Focal was also involved in the development of several concept cars for these brands such as the E-Tense, X E-Tense and E-Legend.

Focal has also partnered with manufacturers Opel and Rimac to provide audio for their vehicles.

===Tournaire===
Focal launched its first high-end, made-in-France headphones, collaborating with Tournaire jewelers to create a collector's piece. The Utopia headphones are customized with the Trilogy mark, the symbol of Tournaire jewelers, and are made of 18-karat gold and mounted with diamonds. Only 8 pieces are available.

===Ubisoft===
In September 2017, Focal signed a partnership with Ubisoft, a French video game publisher. For the release of Assassin's Creed Origins game, Focal launched two limited edition headphones: Listen Wireless and Utopia by Tournaire.

=== Théâtre Antique d'Orange ===
In 2023, Focal partnered with the Théâtre Antique d'Orange for the Odyssée Sonore show. The Bathys wireless noise-cancelling headphones are available to the public during this sound and light show.

=== Artistic Palace ===
The Artistic Palace complex in Paris is dedicated to musical and audiovisual creation. They chose Focal to equip their 11 recording studios with professional monitors and headphones.

== Figures ==

Focal-JMlab's turnover for 2016 was €53 million, 80% of which came from exports.
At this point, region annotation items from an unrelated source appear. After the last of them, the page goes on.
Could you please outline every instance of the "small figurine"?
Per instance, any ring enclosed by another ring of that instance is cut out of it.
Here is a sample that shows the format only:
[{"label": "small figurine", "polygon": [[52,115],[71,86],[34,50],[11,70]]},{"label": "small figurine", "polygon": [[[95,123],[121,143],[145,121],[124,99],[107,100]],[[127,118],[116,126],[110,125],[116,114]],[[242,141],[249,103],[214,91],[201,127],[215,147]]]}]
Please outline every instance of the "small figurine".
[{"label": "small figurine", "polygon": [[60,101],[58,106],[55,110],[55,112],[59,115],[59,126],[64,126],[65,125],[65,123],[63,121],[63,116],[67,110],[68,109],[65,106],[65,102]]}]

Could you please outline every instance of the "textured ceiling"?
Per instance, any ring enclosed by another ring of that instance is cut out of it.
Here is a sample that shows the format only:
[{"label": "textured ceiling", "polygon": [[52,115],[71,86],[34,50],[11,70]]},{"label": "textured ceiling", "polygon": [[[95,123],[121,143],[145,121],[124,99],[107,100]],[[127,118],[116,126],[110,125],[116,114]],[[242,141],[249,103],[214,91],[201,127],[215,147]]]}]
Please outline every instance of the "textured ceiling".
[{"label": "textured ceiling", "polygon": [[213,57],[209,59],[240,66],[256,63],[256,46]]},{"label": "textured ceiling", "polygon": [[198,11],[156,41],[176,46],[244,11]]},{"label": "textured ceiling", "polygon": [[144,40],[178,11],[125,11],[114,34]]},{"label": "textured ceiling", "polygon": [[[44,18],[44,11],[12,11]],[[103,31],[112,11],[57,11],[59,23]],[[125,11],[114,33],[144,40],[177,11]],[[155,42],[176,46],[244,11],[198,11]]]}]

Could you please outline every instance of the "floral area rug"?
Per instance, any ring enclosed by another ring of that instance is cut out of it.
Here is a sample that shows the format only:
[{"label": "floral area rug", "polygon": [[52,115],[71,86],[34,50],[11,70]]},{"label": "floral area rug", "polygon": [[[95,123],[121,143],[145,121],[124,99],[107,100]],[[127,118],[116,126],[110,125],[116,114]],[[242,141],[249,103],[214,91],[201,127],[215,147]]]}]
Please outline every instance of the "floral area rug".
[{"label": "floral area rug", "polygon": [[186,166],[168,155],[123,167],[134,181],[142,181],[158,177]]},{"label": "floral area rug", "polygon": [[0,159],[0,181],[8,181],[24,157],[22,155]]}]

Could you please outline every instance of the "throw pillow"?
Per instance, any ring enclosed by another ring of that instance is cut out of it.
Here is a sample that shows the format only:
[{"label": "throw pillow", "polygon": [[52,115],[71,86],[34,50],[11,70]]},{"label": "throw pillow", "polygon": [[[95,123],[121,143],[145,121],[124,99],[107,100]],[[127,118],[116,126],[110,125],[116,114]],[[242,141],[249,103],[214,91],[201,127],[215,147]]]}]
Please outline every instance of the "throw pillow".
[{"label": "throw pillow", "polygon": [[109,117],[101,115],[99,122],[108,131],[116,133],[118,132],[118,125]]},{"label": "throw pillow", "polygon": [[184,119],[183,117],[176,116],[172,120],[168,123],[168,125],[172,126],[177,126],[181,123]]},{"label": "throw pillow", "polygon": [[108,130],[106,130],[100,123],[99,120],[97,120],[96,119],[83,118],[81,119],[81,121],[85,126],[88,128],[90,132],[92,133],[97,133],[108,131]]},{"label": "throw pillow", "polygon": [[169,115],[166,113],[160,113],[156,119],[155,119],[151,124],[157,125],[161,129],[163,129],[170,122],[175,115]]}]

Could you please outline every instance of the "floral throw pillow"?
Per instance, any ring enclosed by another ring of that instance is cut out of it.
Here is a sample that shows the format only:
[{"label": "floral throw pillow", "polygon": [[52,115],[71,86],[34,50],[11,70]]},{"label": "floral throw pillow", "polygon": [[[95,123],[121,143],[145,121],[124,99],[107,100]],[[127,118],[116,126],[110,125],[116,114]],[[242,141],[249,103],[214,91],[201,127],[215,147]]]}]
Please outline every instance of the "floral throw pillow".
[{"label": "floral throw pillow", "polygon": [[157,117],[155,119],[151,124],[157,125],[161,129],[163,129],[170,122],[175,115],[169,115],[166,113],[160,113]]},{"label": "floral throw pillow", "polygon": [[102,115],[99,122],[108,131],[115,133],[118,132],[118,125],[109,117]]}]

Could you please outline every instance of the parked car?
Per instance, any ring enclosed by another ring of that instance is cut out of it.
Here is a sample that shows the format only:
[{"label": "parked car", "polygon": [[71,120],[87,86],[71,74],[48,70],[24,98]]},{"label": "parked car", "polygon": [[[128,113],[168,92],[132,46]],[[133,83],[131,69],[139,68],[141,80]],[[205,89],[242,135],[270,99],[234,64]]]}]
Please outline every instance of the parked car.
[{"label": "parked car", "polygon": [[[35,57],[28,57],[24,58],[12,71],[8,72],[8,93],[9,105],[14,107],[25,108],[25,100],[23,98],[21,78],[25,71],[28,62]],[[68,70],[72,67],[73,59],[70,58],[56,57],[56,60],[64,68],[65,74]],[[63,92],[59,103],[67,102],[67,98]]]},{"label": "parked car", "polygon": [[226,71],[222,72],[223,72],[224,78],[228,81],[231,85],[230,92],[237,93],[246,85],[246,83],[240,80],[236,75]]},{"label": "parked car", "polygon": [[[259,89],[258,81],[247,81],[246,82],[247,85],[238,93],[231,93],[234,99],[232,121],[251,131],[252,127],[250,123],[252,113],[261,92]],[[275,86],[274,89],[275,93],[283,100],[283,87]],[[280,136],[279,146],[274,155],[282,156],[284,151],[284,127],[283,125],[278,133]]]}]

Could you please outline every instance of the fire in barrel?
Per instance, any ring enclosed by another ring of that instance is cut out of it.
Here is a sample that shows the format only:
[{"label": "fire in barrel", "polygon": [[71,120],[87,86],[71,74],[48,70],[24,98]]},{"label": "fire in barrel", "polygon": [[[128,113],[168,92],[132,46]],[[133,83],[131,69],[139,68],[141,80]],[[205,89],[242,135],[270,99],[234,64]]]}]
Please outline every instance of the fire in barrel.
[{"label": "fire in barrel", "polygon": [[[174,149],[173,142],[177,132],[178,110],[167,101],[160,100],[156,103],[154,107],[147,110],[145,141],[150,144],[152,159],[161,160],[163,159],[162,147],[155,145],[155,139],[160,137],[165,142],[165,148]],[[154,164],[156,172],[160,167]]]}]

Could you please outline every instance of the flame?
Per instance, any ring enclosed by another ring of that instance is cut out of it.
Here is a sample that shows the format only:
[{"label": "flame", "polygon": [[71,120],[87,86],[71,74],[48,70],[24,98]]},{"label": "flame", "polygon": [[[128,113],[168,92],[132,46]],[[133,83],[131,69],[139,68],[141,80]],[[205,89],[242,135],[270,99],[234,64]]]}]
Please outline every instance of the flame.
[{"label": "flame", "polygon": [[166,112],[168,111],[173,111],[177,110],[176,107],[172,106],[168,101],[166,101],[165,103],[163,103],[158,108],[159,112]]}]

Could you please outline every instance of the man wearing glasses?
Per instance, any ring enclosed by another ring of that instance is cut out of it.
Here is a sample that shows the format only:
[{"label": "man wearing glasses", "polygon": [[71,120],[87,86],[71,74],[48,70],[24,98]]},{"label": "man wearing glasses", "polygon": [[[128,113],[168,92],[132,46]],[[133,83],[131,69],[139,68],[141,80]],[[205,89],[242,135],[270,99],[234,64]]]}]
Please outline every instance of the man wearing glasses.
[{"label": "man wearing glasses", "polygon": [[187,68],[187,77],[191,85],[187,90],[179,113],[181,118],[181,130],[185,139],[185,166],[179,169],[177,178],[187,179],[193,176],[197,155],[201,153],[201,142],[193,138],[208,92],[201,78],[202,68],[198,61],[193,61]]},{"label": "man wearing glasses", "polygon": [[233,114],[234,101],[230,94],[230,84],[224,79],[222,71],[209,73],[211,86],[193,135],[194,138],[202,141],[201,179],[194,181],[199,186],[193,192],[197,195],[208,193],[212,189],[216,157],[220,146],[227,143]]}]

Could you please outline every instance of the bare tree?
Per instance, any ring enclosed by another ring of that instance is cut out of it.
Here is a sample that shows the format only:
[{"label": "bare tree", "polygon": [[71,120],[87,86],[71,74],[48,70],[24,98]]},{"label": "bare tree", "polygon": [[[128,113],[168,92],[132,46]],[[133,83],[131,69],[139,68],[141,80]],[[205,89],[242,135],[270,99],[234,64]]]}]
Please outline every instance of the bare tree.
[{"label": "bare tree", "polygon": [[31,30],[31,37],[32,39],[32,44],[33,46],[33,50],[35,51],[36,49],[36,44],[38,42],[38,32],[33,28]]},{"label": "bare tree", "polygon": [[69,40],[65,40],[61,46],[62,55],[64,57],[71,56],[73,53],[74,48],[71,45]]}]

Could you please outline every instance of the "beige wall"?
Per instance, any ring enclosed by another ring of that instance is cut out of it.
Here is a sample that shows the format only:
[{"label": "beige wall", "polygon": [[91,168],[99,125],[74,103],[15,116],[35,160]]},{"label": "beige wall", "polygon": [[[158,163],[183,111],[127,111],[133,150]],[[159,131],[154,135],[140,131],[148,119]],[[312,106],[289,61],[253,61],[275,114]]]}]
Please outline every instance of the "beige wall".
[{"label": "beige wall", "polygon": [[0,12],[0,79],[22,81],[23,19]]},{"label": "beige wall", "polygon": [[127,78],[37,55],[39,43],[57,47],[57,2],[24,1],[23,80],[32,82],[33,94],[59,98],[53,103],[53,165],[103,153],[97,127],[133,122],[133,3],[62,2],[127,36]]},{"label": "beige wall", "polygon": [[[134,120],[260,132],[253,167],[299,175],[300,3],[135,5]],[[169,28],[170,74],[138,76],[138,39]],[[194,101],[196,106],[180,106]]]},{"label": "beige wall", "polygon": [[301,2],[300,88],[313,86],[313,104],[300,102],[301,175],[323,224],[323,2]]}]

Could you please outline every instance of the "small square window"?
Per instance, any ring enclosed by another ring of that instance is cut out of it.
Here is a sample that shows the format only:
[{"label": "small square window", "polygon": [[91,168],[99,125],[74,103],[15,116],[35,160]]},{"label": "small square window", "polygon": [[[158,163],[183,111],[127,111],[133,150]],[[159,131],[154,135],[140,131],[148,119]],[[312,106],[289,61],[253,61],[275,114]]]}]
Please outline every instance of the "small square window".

Distribution of turnover per continent in 2012:
- Europe : 57%
- America : 20%
- Middle East and Africa: 2,5%
- Asia/Oceania: 20,5%

The Focal brand is distributed in more than 160 countries worldwide.

Focal-JMlab employs over 300 people at its 187,292 ft2 (17,400 m2) facility in Saint-Étienne. The facility houses production, R&D, and management departments.

Vervent Audio Group recorded a turnover of €110 million in 2019 and had a workforce of 430 employees.

In 2022, the Vervent Audio group had sales of €156 million, and the Focal Powered by Naim network had over 40 shops worldwide.

In 2023, Focal achieved sales of over €90 million.